Il soldato Duecentocinquanta

– Soldato Centoventidue, hai già fatto il conto delle perdite?
– Sissignore. Sono trentanove soldati semplici e due capitani.
Il colonnello Redant si grattò il capo. Guardò i corpi senza vita davanti a lui, immersi in una densa fanghiglia. Nessuno aveva ancora provveduto a portarli via.
– Lasciateli là, come sempre. La natura farà il resto.
– Signorsì, signore.
– Stavolta è andata bene. Qualche giorno fa le perdite sono state più ingenti.
– Settantasei soldati semplici, signore.
– Settantasei… Porca miseria, soldato Centoventidue.
– Sono tanti, sì.
Lo sguardo di Redant si volse verso il cielo, di un azzurro terso e luminoso. Non trovava le parole giuste e sembrava cercare ispirazione in un punto di fuga.
– Qual è il tuo nome, Centoventidue?
– Messor, signore.
– Da quanto sei con noi?
– Tre settimane.
– Non è molto, ma non è nemmeno poco. Hai fatto un buon addestramento, mi sembri sveglio.
– Grazie, signore.
– Eri presente quando morirono i settantasei soldati semplici?
– Sissignore.
– La dinamica è stata la stessa di oggi, immagino…
– Il sole si è oscurato, ho sentito un grande boato e poi la terra ha tremato.
– Impronte?
Messor fece uno sforzo di memoria: – Sì, ce n’erano.
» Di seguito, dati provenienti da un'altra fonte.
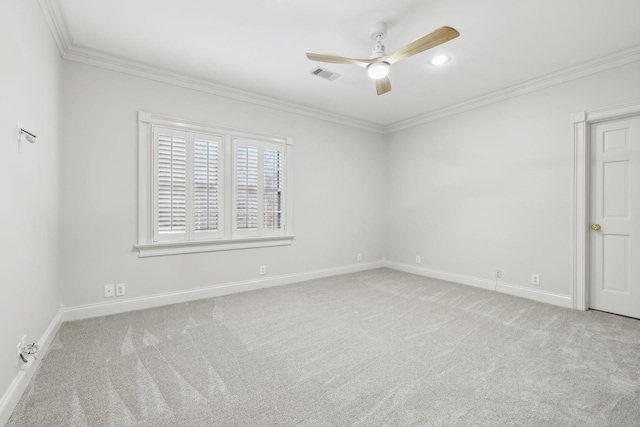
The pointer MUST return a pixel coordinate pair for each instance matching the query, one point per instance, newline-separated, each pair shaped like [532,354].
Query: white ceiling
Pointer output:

Sul terreno sono rimaste impresse tante tracce simili, parallele tra loro.
– Il doppio simbolo?
– Lo abbiamo rilevato, quando abbiamo subito la perdita precedente.
– Lo ricordi? Sapresti riprodurlo?
Il soldato disegnò due segni sulla sabbia.
– 44. Corretto?
– Affermativo, signore.
– E questa volta?
Messor si guardò in giro e lo individuò, stampato nel fango.
– Eccolo, signore: è un 31.
– E questo significa…?
– Stiamo studiando il fenomeno. Sembra che il numero di morti del nostro esercito sia in stretta correlazione. E anche la scossa tellurica è stata più lieve.
Senza badare troppo a Messor, Redant cominciò a girare in tondo una, due, più volte. Allargò il suo percorso e ispezionò qualche corpo, constatandone l’integrale schiacciamento. Poi raccolse un chicco di grano da terra.
– Centoventidue, anzi no, scusami… Messor, giusto? Ecco… sai quanto è importante il grano. Non possiamo mollare. Tu sai che per noi l’organizzazione è tutto.
– Certo, signore.
– Bene. Dobbiamo allertare le nostre sentinelle. Far scattare prima l’allarme generale. Quando arriverà la prossima arma dal cielo per colpirci, non possiamo farci trovare impreparati.
– Come possiamo fare?
– Correre velocemente nei cunicoli sotterranei, là saremo al sicuro. Ora non riusciamo a difenderci in modo più efficace. E non sappiamo se mai ci riusciremo.
A interromperli sopraggiunse un capitano.
– Colonnello Redant, noi siamo pronti per la nuova missione.
– Molto bene, Lasius. Avete autonomia operativa.
– Colonnello, mi scusi.
– Dimmi, Messor.
– Fra i morti ho riconosciuto il soldato Duecentocinquanta. Eravamo diventati amici: posso chiederle di tumularlo nei sotterranei?
– Permesso accordato, Messor.
Si lasciarono. Messor raggiunse la sagoma piatta di Duecentocinquanta, se la caricò addosso e la trascinò a fatica dentro il formicaio.